A dynamically linked shared library may contain hundreds or thousands of functions, but the program might only use a few, so resolving all function addresses at load time may incur a high performance penalty, which is why function addresses are lazily binded through PLT by default. To see how PLT and GOT work together to lazily bind function addresses, we can compile a simple program that uses glibc:

#include <stdio.h>
int main(int argc, char* argv[]) {
    puts("hello");
    return 0;
}

We add a breakpoint at main, and we see that call puts@plt is still a few instructions ahead, so the GOT should be unpopulated.

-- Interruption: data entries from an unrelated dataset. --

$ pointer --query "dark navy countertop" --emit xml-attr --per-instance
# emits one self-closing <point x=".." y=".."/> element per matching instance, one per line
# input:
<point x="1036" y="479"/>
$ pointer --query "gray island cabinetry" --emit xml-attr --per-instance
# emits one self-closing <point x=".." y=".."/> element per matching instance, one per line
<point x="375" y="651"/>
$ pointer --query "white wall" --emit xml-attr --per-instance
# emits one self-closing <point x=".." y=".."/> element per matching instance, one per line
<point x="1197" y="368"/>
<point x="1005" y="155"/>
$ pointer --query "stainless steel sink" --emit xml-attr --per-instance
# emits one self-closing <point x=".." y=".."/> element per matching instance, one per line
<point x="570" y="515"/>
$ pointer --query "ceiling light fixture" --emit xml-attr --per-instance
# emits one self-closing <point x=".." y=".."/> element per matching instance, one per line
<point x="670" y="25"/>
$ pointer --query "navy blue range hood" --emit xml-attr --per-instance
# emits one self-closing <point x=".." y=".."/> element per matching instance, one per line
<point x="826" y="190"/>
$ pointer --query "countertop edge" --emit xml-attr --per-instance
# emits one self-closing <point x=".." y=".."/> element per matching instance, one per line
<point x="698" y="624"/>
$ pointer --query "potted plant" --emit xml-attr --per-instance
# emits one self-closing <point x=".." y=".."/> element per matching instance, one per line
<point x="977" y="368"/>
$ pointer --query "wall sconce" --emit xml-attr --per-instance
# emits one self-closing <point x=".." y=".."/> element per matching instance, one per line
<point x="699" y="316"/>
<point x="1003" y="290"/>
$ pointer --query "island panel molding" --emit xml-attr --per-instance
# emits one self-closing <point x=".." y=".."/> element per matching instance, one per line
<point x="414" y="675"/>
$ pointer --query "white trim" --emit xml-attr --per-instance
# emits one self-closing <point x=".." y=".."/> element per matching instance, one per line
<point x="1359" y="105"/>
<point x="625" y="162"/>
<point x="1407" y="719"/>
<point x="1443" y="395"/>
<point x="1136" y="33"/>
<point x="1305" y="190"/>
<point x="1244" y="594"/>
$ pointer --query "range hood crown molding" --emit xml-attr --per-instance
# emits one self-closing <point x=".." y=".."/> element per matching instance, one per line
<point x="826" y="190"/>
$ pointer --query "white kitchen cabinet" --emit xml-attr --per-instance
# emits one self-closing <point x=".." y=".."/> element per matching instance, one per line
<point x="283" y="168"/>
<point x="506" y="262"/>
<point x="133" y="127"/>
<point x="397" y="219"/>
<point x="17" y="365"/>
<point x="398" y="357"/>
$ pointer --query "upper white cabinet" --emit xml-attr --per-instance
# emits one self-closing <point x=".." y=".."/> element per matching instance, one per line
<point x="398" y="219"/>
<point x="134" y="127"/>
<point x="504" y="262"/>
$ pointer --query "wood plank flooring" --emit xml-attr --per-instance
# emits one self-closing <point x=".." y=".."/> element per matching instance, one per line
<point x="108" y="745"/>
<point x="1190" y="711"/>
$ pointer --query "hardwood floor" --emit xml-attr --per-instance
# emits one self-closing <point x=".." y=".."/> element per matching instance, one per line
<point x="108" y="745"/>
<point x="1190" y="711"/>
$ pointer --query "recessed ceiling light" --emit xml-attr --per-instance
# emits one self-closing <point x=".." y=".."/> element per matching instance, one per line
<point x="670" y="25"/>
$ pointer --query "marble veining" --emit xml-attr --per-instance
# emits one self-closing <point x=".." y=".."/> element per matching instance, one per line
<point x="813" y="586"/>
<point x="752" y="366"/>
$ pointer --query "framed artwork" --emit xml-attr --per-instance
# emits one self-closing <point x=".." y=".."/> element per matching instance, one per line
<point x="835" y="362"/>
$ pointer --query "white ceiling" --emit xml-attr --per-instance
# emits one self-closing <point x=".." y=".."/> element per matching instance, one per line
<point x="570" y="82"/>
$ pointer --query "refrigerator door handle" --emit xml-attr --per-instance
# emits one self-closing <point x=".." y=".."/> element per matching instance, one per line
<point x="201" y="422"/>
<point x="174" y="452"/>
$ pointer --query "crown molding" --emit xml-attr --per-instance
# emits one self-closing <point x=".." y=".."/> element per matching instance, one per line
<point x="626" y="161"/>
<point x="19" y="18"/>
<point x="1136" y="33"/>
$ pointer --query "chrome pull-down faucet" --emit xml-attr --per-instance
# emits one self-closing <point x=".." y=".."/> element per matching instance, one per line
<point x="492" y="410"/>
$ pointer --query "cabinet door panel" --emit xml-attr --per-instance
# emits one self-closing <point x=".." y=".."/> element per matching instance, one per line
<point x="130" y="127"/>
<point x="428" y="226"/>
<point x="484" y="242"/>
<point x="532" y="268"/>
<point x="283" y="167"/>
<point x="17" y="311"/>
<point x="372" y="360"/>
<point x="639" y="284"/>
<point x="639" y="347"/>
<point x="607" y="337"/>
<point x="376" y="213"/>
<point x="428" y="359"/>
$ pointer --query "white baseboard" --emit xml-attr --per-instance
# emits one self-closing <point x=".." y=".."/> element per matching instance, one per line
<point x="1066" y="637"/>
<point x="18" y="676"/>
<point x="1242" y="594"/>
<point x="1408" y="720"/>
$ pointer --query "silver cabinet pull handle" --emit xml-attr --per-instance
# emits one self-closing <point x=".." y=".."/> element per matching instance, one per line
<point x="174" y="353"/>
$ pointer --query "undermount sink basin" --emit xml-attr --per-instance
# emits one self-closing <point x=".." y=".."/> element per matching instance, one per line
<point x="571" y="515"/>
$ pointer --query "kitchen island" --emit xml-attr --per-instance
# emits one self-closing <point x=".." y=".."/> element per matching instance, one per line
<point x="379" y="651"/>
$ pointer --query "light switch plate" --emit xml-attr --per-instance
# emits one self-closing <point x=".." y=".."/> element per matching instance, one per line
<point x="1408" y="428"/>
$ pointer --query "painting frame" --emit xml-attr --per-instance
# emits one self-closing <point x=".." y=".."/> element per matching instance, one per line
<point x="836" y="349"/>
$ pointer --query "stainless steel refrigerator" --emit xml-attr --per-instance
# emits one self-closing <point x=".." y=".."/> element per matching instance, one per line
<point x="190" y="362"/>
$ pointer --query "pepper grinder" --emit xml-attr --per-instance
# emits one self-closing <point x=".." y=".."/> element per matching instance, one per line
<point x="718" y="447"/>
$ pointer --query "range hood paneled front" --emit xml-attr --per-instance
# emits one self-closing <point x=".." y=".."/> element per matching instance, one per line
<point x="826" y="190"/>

Let’s see how the PLT and GOT looks right now, manully for now; note that pwndbg does provide us with the commands plt and got which makes it easy to inspect. We are interested in these two sections: .plt, which jumps to the .got.plt entry, and .got.plt, which is the GOT section responsible for function symbol addresses.

.plt prior to the puts call is illustrated below. We can see that puts@plt jumps to the beginning of the .plt section, which seems to jump elsewhere. We can also see that .plt.got (5040) is placed immediately after the only entry in .plt (5030).

We can set a breakpoint on puts@plt and see what actually happens:

Thanks to Unicorn Engine’s emulation, we can see that puts@plt tries to jump to the address in the GOT (puts@got.plt), but since the GOT entry isn’t populated yet, it contains a pointer back to the next instruction in puts@plt which pushes an index of the function in PLT (in this case 0, since its the first and only function in .plt), and jump to the top of .plt to resolve the address of puts using _dl_runtime_resolve_xsavec.

The next push instruction seems to push the base address of the loaded program, after which we jump to the ld’s realm to resolve puts.

It turns out the xavec suffix of _dl_runtime_resolve stands for the xavec instruction, which saves processor state to memory. I’m not exactly sure what role it plays here. Perhaps reading the source code would help.

A bit later, _dl_runtime_resolve_xsavec kindly jumps to puts for us after loading the address.

Now let’s compare .got.plt before and after the address is resolved:

Instead of returning back to the PLT, the GOT now points to the actual puts function.